2 shows an example of an anecdote regarding experience with review meetings.

3 shows part of this anecdote, supplemented by annotations. Here, e.g. Tom Gilb classified the book as an artifact, i.e. explicitly represented knowledge, and classified the introduction of the review meetings as a solution to the problem.

Text and annotations are represented by the system in XML (see Simon St. Laurent and Robert Biggar. Inside XML DTDs. McGraw-Hill, 1999). An XML DTD (XML document type definition) describes that documents consist of paragraphs, which in turn contain annotations. A section of an XML DTD that defines anecdotes is shown in FIG. 4. An annotation therefore consists of an attribute name (att) and a value (value). For example, the annotation "Problem: Software Quality" contained in FIG. 3 consists of an attribute name "Problem" and the assigned value "Software Quality".

The system saves anecdotes in XML files that match the DTD just described.
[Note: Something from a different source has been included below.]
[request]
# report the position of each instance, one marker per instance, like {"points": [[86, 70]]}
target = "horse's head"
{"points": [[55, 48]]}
As an example, the anecdote already shown in FIG. 3 is shown as an XML file in FIG. When processing the anecdotes, the system reads the XML files and checks them for consistency with the help of the DTD. It collects all annotations and constructs a directory for each anecdote that is used as an annotation. occurring attribute-value pairs. Finally, a directory is created for all the anecdotes.

Based on these directory structures, the system can now efficiently determine for each attribute-value pair in which documents or even in which paragraphs it occurs. For example, the system can now determine the amount of all anecdotes and paragraphs that deal with the software quality problem.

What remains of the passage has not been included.